Não se sabe de onde era procedente Porfírio, mas ao que consta, no ato de sua captura, contava com 34 anos de idade. O bando agrupava cerca de 20 meliantes, tanto brasileiros quanto uruguaios. Concilliador - segundo os cronistas da época - seria um epíteto dado a Porfírio por ser um salteador que sabia dividir o bottim dos saques com justesa.
Os primeiros registros daquilo que viria a ser o bando do Concilliador surgiram por volta de 1854, ainda no território uruguaio, onde atormentava a região fronteiriça um tal de "Paraguay" - famoso líder de uma malta daquele país que roubava fazendas. O Concilliador seria um assecla do famigerado bandido oriental que, por razão não suficientemente esclarecida, passou a agir com independência a partir dessa época. Na verdade, é difícil dizer que fossem dois bandos totalmente distintos, pois os jornais da época apontam certa solidariedade entre os grupos. Como era a tônica da época, os criminosos também sabiam se unir por ocasião.
A primeira ocasião em que o bando do Concilliador tomou de assalto a opinião pública aconteceu em maio de 1855, quando ocorreu um massacre de uma família de oito pessoas numa estância na localidade de San Servando, no Uruguai. Em setembro de 1855, outro ataque a uma propriedade rural, agora no interior de Jaguarão, o que resultou na morte de João Veríssimo de Santa Anna. No mesmo ano, muitas ocorrências são registradas na região de Jaguarão e Herval, bem como alguns crimes são percebidos em Cacimbinhas. Contudo, no ano de 1856, o bando passa a atacar viajantes que se dirigirem de uma direção à outra da fronteira, seja quem tomava o caminho até Jaguarão para atingir o Uruguay, seja para quem viesse da República Oriental com rumo a Pelotas ou Rio Grande. Em abril, um assassinato de grande repercussão: o do negociante inglês Solomon Opper, além do roubo de toda a carga de mercadorias que transportava. Relatório são remetidos à Assembleia da Província para que urgentes providências sejam tomadas. O bando passa a ser caçado pelas forças policiais de Jaguarão, o que talvez explique os desdobramentos posteriores dos criminosos. O fato é que passam a agir mais ao norte, sendo encontrados atacando propriedades próximas ao Cerro Pelado, em Piratini. Não tarda para que também se atribua ao bando roubos, assaltos e assassinatos em Cerrito e Canguçu.
Em janeiro de 1857, parte do bando será presa no Mingote, em Herval. São capturados três brasileiros e oito uruguaios, todos aparentemente associados ao bando do Concilliador.
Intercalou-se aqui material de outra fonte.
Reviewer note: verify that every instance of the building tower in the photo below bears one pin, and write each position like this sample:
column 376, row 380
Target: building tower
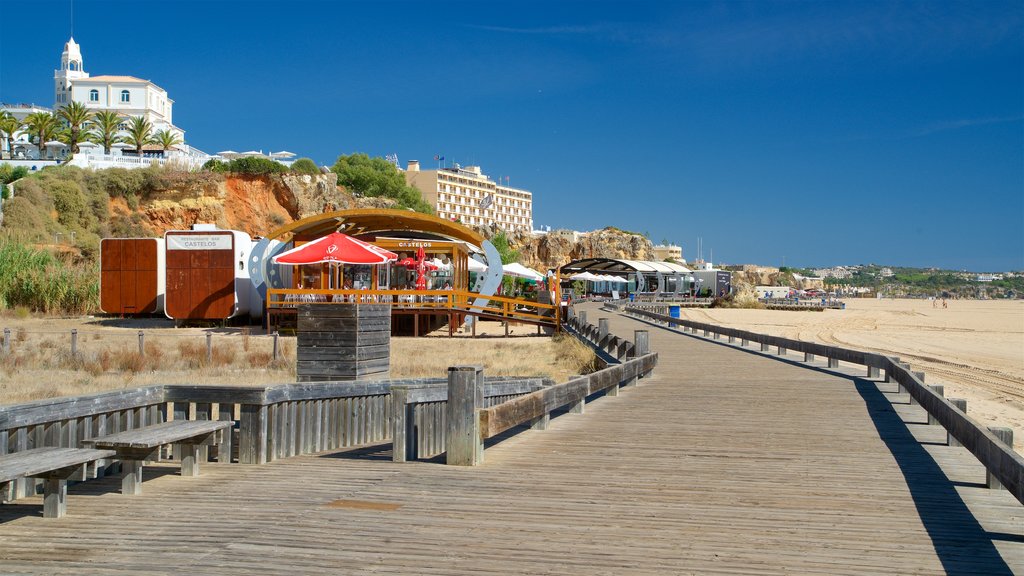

Há uma espécie de recuo ou recrudescimento da quadrilha e apenas boatos são registrados na região até pelo menos o ano seguinte.
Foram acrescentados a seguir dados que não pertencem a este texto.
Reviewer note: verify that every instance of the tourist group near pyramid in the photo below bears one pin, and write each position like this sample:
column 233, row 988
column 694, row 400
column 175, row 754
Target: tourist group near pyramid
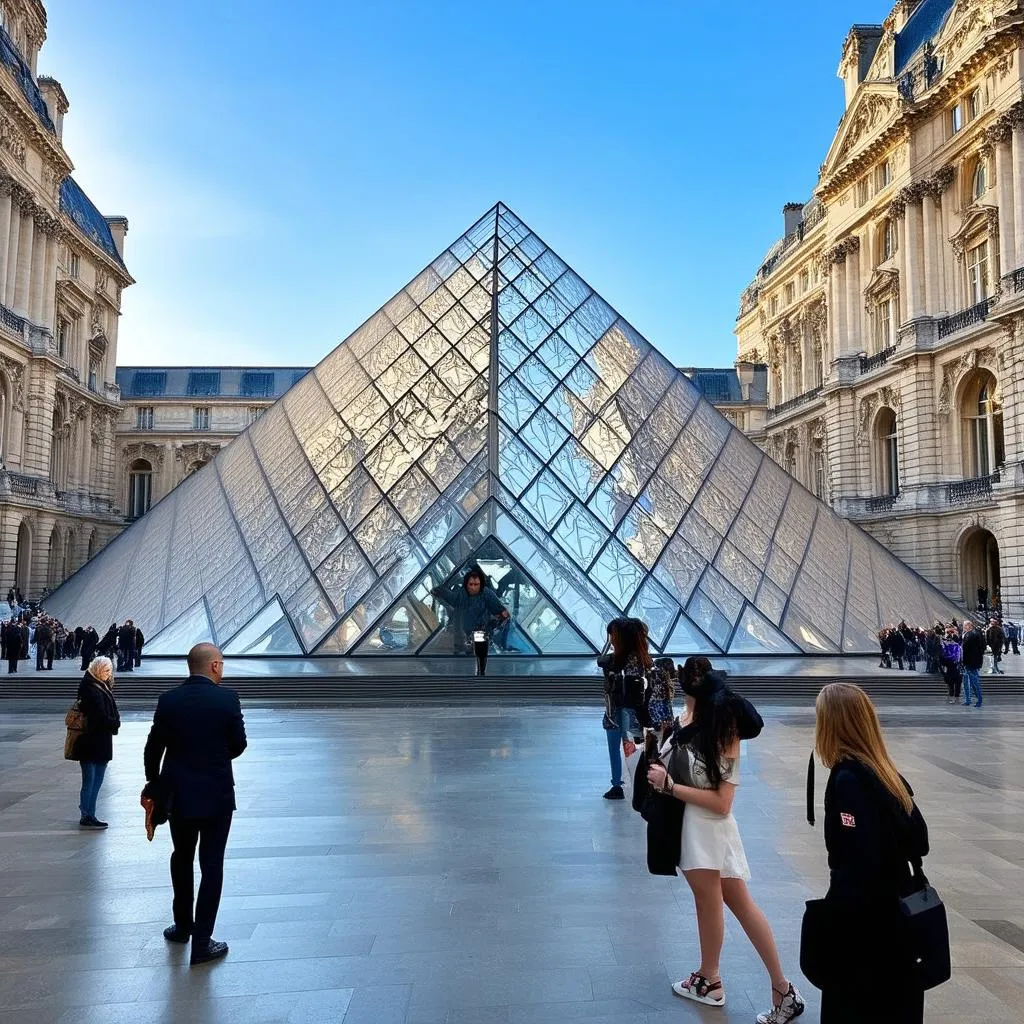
column 496, row 411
Em 1858, entretanto, a fama do Concilliador retorna e com força. Assassinatos frios, roubos em fazendas e estâncias, ataques a viajantes e tropeiros, intimidações a autoridades e testemunhas. De fato, o bando é célebre por sua crueldade. Há relatos de tortura e o uso do famigerado método do "enforcamento lento" - sistema em que o supliciado é enforcado de tal modo, que sua morte não acontece de imediato, pois a força da corda embora pressione o pescoço de modo violento, não é suficiente para fazê-lo sem que o corpo humano ainda passe vários minutos se debatendo, como um reflexo fisiológico natural. Isto é, o enforcamento acontece de modo devagar, causando dor extrema na vítima, devido a um processo angustiante de asfixia. O bando teria usado este método diversas vezes, porém a ocasião de maior repercussão se deu quando atacaram o criador Manoel Lisboa, no interior de Herval. Além do infeliz, tiveram a mesma execução três escravos da propriedade.
Outro crime de grande ressonância acontecerá no ano seguinte: a morte do uruguaio Maximiano. No trágico evento, Maximiano estava em viagem com sua noiva, a órfã Maria da Conceição Tavares, brasileira de 15 anos. Após o assassinato, em que os bandidos fizeram questão de mostrar o punhal ainda tinto de sangue à jovem, o bando ocupou-se de estuprar coletivamente a desafortunada. Mais um ataque de grande repercussão no mesmo período: o assalto, sequestro e morte do sexagenário José Ignacio da Silva Porciuncula. O relato da época é terrificante: ... o infeliz velho, é bárbara, atroz e horrivelmente apunhalado, e completamente roubado. A' tal ponto chegou o canibalismo dessas fêras, que arrastando o corpo da victima para baixo d'uma árvore e ahi mesmo se banqueteam n'um chão coalhado de sangue e coberto com os instestinos do desgraçado velho.
Curiosamente, o bando é visto novamente em direção ao Uruguay, associando-se ao afamado "Paraguay" na República Oriental. Talvez algo que se perdeu no tempo, explique o fato dos dois bandos passarem a agir juntos próximos a Pelotas. Supostamente, a riqueza das charqueadas e da cidade. Porém daí, começa o início da derrocada do bando.
Em maio de 1859, uma parte do temível grupo vai ser impiedosamente desbaratada e morta nas proximidades da área urbana de Canguçu, numa patrulha conjunta formada de forças policiais e fazendeiros da região. Um dos presos na emboscada será Rodrigo Mattoso - uma espécie de lugar-tenente do Concilliador. Em junho, no Monte Bonito, em Pelotas, uma força de 25 homens comandados pelo arguto Tenente Julião José Tavares, promove um grande revés a outra parte do bando, com muitas morte dos bandidos. O Tenente Julião, oficial da Guarda Nacional em Pelotas, será um personagem de destaque no combate ao Concilliador. Em setembro, adentrando as matas do Povo Novo, já no município de Rio Grande, a diligência comandada pelo intrépido tenente captura finalmente o Concilliador. Porfírio Gonçalves de Sousa estava finalmente preso e é conduzido em triunfo até a cadeia de Pelotas, sendo exibido pelas ruas da urbe. Mais tarde, o destacamento de Caçapava do Sul aprisiona o restante dos bandoleiros.
Vale dizer que, esses grupos de bandoleiros no Rio Grande do Sul durante o século XIX, principalmente na região da Fronteira e Campanha (mas bem da verdade, em todo o território provincial) foram muito comuns. Era um ambiente marcado por muita violência no campo. Isso seria um dos fatores que explicariam a cultura belicista presente no meio rural gaúcho, em que, até pouco tempo atrás era costumeiro o uso das armas de fogo com o propósito de defesa. A parte isso, o que queremos dizer, dentre esses vários bandos de salteadores, alguns acabaram ganhando notoriedade, justamente pela duração e área de atuação que conseguiram obter.